These observations basically confirm many earlier studies on the laminar organization of the DCN in the cat (Brawer et al., 1974; Blackstad et al., 1984), monkey, (Rubio et al., 2008), chinchilla (Fleckeisen et al., 1991), guinea pig (Hackney et al., 1990) and rat (Mugnaini et al., 1980a; Wouterlood et al., 1984; Mugnaini, 1985; Diño and Mugnaini, 2008). Our data in monkeys are in agreement with Rubio et al. (2008) in showing the existence of a molecular layer.

Granule cell domain

Another characteristic of the cochlear nuclear complex in nonhuman species is the presence of a region of dense granule cells between the DCN and VCN, the GCD. While the staining pattern in the DCN is distinct from the more ventral VCN (for example Fig. 1C), we did not see a GCD in any of the CV-stained sections from the human cases. We did not examine serial sections through the entire DCN/VCN so the existence of a granule cell domain in human cannot be definitively ruled out from our data, but other studies have argued that a GCD is absent in humans (Wagoner and Kulesza, 2009). A GCD is apparent in CV staining for the other species, including the macaque monkey.

Cell types in the DCN

The cell types of the DCN have been characterized in other species by Golgi, Nissl, and immunohistochemical staining. The model of DCN circuitry (Oertel and Young, 2004) identifies these cell types and shows their synaptic relations to each other. How do the neurons we see labeled with different markers fit into this scheme?

NPNFP

In the human, NPNFP is prominently expressed in a population of well-stained neurons with fusiform or pyramidal somata distributed throughout the depth of band 2. We propose that the NPNFP-ir neurons are the output neurons of the human DCN, the human equivalent of the pyramidal or fusiform cells. This suggestion is based in part on studies on other brain regions in which NPNFP has been found to be a marker for glutamatergic cells with long projections, e.g. pyramidal cells of the cerebral cortex of many species (Hof et al., 1990; Hof and Morrison, 1990; Hof et al., 1995; Hof et al., 1997; King et al., 2001; Boire et al., 2005; Van der Gucht et al., 2006; Van der Gucht et al., 2007; Paulussen et al., 2011) and somata of cranial nerve nuclei in the brainstem (Baizer, 2009; Baizer et al., 2011a). In the macaque monkey, NPNFP also defined a broad band of staining made up of stained neurons and processes; the stained neurons may represent the projection neurons.

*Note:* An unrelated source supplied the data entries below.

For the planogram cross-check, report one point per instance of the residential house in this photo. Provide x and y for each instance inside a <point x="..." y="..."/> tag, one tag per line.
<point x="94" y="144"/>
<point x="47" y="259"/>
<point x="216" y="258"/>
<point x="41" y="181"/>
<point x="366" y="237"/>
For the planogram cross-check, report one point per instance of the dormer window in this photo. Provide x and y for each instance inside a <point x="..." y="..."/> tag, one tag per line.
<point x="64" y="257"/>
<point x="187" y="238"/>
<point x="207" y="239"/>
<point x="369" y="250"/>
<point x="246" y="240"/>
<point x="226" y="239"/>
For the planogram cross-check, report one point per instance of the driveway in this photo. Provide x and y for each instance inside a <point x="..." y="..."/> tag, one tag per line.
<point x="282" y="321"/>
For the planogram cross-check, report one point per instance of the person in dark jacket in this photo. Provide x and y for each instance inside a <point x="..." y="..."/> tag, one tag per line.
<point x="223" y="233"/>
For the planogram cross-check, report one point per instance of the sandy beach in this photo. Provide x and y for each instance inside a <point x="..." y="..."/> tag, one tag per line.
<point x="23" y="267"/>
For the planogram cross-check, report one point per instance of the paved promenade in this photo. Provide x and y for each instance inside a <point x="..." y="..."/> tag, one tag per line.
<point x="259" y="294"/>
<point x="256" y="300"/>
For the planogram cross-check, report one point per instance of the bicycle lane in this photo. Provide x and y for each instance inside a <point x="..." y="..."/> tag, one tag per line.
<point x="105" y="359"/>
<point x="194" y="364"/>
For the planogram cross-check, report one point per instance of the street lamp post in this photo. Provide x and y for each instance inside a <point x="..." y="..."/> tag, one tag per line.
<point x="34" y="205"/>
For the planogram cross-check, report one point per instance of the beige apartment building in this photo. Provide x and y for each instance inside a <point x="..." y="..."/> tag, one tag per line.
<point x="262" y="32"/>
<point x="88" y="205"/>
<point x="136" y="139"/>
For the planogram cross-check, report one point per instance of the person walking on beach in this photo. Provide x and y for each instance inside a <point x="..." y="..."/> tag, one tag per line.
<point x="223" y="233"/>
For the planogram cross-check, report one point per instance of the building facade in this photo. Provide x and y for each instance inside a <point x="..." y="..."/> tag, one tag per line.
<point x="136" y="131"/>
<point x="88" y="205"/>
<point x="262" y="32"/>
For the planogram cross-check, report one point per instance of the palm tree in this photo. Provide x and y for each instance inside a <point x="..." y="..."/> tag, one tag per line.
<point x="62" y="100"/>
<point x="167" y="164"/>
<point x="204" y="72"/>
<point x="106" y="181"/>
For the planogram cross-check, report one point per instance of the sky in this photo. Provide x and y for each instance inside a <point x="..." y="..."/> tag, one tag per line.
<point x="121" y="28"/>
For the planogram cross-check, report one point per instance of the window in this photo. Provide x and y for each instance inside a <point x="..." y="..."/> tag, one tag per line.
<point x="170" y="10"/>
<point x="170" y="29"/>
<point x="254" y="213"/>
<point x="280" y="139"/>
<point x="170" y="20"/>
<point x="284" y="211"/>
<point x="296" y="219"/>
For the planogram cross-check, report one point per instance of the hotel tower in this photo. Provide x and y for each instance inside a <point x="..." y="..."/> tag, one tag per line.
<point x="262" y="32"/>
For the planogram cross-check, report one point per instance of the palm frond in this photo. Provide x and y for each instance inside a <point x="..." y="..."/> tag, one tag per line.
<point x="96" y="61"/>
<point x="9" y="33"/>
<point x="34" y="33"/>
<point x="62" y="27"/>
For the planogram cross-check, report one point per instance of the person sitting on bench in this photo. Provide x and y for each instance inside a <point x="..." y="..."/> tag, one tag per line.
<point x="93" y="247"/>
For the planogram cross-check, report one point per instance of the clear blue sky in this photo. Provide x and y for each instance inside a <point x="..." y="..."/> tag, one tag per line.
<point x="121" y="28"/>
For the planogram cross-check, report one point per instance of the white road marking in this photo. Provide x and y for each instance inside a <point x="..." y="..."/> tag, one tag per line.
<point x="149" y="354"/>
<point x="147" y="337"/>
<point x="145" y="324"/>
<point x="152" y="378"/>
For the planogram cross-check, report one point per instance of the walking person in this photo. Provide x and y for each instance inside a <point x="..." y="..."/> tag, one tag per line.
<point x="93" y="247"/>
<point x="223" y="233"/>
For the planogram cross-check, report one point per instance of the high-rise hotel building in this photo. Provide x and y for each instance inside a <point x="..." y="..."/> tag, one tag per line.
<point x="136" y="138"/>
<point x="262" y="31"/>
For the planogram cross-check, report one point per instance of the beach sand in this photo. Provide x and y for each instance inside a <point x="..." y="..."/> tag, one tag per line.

NPNFP, however, is not expressed in the projection neurons in any of the other species. There are stained elements, but these are more superficially located than the projection neurons. This variability in NPNFP expression is in contrast to the cerebral cortex; NPNFP is expressed in pyramidal cells in all mammalian species examined to date (Campbell et al., 1991; Hof et al., 1992; Hof et al., 1995; Hof et al., 1996; Hof et al., 1997; Boire et al., 2005; Van der Gucht et al., 2007; Sherwood et al., 2009; Paulussen et al., 2011; Ouda et al., 2012). NPNFP expression in the DCN reveals a major difference in neurochemistry between primates and non-primates.

nNOS

In human there are scattered somata in the broad band defined by NPNFP staining. Some somata are elongated parallel to the DCN border; a few immunolabeled neurons and processes are seen in the underlying das. In the macaque monkey, there is also staining of elongated somata overlapping the NPNFP band. These profiles have shapes similar to the nNOS-ir neurons in human. Although spatially overlapped, the nNOS and NPNFP-ir neurons probably represent different populations, as double-labeling in macaque monkey showing that the NPNFP and nNOS are expressed in different cells. nNOS-ir somata are quite different in the other species, both in laminar location and in appearance. In the cat, nNOS immunostaining labels neurons in the molecular layer. In all three rodents, rat, chinchilla and guinea pig, there are nNOS-ir neurons in the molecular layer and in deeper layers. Studies in different parts of the CNS have shown that nNOS is typically expressed in GABAergic interneurons and not glutamatergic projection neurons (Valtschanoff et al., 1993; Valtschanoff et al., 1995; Smiley et al., 2000; Jinno and Kosaka, 2002; Fuentealba et al., 2008). Inhibitory interneurons in the cat and rodent DCN include stellate, cartwheel and Golgi cells (Oertel and Young, 2004); in cat and rodent the nNOS-ir population may represent one or more of those classes. In the primates nNOS-ir may also mark inhibitory interneurons but the labeled cells have a very different morphology from the cells labeled in cat and rodent.

Calcium-binding proteins

CB

Immunoreactivity for CB has been described in three cell populations: cartwheel cells of the molecular layer (Zettel et al., 1991, bat; Frisina et al., 1995, chinchilla; Spatz, 1997, guinea pig, strongly; rat, weakly; Rubio et al., 2008, macaque monkey), Purkinje-like cells (Spatz, 1997; 2003, tree shrew, rat and guinea pig) and UBCs (but only in the marmoset and not in rat or guinea pig (Spatz, 2000). Cartwheel cells are also labeled with two other antibodies, one against PEP-19, a calcium-binding protein (Berrebi and Mugnaini, 1991, guinea pig) and the other against the IP3 receptor (Ryugo et al., 1995, many species including humans).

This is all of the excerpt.